Electric-utility executives are cheering the announcement that the federal government will promote standards for interoperability and security of a “smart grid” and that Energy Dept. grants for smart-grid investments and demonstration projects will be greatly enlarged.
On May 18, U.S. Energy Secretary Steven Chu and Commerce Secretary Gary Locke announced the first set of 16 standards required for smart-grid implementation. DOE also will provide $10 million in American Recovery and Reinvestment Act funds to the National Institute of Standards and Technology to support development of the standards.
DOE’s maximum award of ARRA funds for the Smart Grid Investment Grant Program will be bumped up from $20 million to $200 million.
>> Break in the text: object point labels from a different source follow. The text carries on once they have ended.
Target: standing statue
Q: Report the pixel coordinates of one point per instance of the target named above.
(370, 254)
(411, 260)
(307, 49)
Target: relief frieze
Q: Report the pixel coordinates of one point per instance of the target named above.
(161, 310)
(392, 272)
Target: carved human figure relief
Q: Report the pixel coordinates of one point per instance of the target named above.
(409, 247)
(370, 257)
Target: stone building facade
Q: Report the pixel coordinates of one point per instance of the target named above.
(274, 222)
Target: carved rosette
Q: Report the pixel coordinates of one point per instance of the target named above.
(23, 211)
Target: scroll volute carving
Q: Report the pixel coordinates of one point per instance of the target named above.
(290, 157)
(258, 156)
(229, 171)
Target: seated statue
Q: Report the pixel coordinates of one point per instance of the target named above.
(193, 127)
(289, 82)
Grants for smart-grid demonstration projects will rise from a maximum $40 million to $100 million.
The term “smart grid” encompasses a range of Internet-like communication and control technologies, mostly for distribution systems. Advanced sensing, communication and control capabilities on the system side and “smart” appliances and other devices on the consumer side allow the system and load to communicate to achieve efficiencies. The communication allows both sides to work together to reduce imbalances in the system. Properly operated, a smart grid can allow a utility to meet higher peak demand without adding generation capacity.
But development has been hampered by a lack of standards that are necessary for consistent networked communications and control. Grassroots efforts to date have produced many of the elements of a smart grid.
“We’re past the point of pilot projects for most of this technology,” says Ed Legge, spokesman for Edison Electric Institute, the utility trade group. But standards are needed. “If we don’t get standards going, very little is going to happen,” he adds.